La seguridad global enfrenta una nueva amenaza tras la decisión del presidente Donald Trump de ordenar la reanudación de los ensayos de armas nucleares, lo que provocó una respuesta inmediata del presidente ruso Vladímir Putin, quien amenazó con poner fin a la moratoria de su país. Este intercambio revive las tensiones de la Guerra Fría y pone en duda el futuro de los tratados de control de armamento. La orden de Trump al Departamento de Guerra de comenzar a probar armas "en igualdad de condiciones" que Rusia y China llega después de que Moscú realizara maniobras con sus fuerzas nucleares.

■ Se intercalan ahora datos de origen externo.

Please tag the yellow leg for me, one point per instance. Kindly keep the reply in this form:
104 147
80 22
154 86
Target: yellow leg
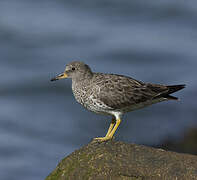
110 134
113 121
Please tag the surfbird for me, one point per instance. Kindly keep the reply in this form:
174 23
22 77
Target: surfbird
113 94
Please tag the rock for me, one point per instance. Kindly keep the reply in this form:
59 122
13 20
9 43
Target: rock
114 160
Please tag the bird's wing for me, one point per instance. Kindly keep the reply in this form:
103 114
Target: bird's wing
120 91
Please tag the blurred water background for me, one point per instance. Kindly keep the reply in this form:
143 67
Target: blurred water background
40 122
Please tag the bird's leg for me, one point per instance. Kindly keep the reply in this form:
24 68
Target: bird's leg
118 121
113 121
111 133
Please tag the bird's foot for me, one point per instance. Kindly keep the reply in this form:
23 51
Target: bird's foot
102 139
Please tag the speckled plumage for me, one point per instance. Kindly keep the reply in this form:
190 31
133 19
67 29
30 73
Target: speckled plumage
113 94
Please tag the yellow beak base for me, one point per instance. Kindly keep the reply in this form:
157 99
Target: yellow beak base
60 76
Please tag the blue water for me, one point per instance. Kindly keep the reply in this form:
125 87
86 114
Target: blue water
40 122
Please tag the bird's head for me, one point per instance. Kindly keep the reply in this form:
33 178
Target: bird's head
75 70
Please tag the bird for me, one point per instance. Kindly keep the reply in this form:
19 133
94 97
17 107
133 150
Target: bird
113 94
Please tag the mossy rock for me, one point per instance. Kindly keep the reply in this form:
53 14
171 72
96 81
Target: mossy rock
113 160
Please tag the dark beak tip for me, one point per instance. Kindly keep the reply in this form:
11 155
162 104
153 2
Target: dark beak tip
53 79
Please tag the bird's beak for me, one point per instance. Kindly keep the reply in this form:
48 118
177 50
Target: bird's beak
60 76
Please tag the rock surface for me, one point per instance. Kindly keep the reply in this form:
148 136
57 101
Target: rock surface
114 160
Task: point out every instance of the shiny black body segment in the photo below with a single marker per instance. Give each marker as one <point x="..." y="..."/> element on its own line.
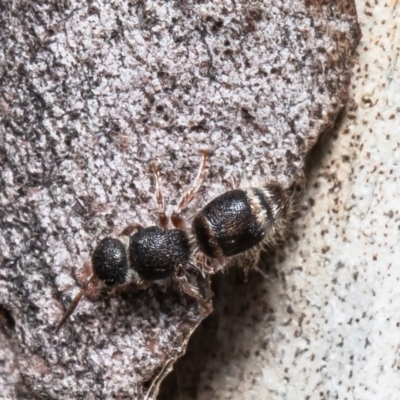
<point x="227" y="226"/>
<point x="109" y="261"/>
<point x="154" y="253"/>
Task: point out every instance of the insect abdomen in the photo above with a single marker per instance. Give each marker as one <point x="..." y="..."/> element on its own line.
<point x="238" y="220"/>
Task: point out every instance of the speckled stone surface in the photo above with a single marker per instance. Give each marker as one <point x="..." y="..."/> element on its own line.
<point x="327" y="325"/>
<point x="89" y="95"/>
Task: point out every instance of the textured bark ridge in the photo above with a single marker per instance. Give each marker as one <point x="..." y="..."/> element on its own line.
<point x="89" y="95"/>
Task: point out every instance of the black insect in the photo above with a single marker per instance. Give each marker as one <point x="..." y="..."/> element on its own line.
<point x="234" y="223"/>
<point x="153" y="253"/>
<point x="239" y="220"/>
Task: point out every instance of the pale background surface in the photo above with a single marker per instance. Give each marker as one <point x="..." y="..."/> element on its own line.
<point x="328" y="326"/>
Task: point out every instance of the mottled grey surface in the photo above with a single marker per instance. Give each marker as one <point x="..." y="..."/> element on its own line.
<point x="90" y="94"/>
<point x="327" y="324"/>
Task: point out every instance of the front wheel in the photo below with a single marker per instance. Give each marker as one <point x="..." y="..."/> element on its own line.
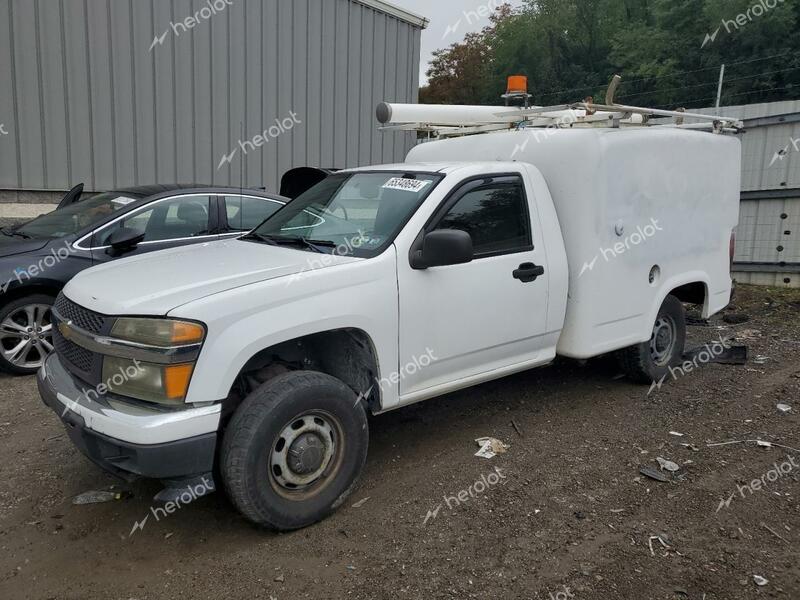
<point x="650" y="361"/>
<point x="294" y="450"/>
<point x="26" y="334"/>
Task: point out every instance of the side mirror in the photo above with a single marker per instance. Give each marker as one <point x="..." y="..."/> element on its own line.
<point x="123" y="240"/>
<point x="441" y="248"/>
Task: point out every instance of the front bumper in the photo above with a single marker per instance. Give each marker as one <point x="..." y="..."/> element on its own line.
<point x="129" y="440"/>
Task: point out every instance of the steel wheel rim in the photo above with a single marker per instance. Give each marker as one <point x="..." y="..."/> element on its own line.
<point x="26" y="336"/>
<point x="664" y="340"/>
<point x="313" y="441"/>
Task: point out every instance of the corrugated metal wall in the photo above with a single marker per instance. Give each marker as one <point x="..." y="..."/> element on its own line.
<point x="84" y="98"/>
<point x="768" y="236"/>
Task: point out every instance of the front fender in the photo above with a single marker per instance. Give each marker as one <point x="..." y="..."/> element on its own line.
<point x="245" y="321"/>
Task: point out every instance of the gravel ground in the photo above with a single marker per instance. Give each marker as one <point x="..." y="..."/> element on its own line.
<point x="564" y="514"/>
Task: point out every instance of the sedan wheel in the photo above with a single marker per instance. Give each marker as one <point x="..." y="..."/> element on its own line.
<point x="26" y="335"/>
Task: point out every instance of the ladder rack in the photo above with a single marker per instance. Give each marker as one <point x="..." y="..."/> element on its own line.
<point x="445" y="121"/>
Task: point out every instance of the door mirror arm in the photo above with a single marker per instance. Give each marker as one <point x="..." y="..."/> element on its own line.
<point x="124" y="240"/>
<point x="441" y="248"/>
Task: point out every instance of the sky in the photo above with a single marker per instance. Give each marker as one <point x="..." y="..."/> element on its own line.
<point x="450" y="21"/>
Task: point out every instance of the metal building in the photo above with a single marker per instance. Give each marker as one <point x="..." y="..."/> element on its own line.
<point x="768" y="236"/>
<point x="114" y="93"/>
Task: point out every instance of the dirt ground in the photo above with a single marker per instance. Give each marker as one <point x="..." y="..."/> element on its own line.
<point x="564" y="514"/>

Como respuesta, Putin instruyó a su gobierno a presentar un informe sobre la necesidad de reanudar los ensayos, aunque afirmó que mantendrá la moratoria mientras Washington haga lo mismo.
El ministro de Defensa ruso, Andréi Beloúsov, propuso comenzar "inmediatamente" los preparativos, argumentando que EE.
UU. acelera la modernización de su arsenal. Por su parte, Estados Unidos realizó un lanzamiento de prueba de un misil balístico intercontinental Minuteman III desarmado.
La situación ha generado preocupación en organismos como el Organismo Internacional de Energía Atómica (OIEA), cuyo director, Rafael Grossi, calificó la situación como "una erosión del sentido de la seguridad internacional". La escalada verbal y las pruebas de sistemas de misiles aumentan el riesgo de un error de cálculo y marcan un retroceso en los esfuerzos de no proliferación.
En resumenLa orden de Trump de reanudar las pruebas nucleares y la amenaza de respuesta de Putin han puesto fin a décadas de moratoria, escalando la tensión entre las dos superpotencias. Este resurgimiento de la retórica de la Guerra Fría pone en peligro los acuerdos de control de armas y aumenta la inestabilidad global, generando preocupación en la comunidad internacional.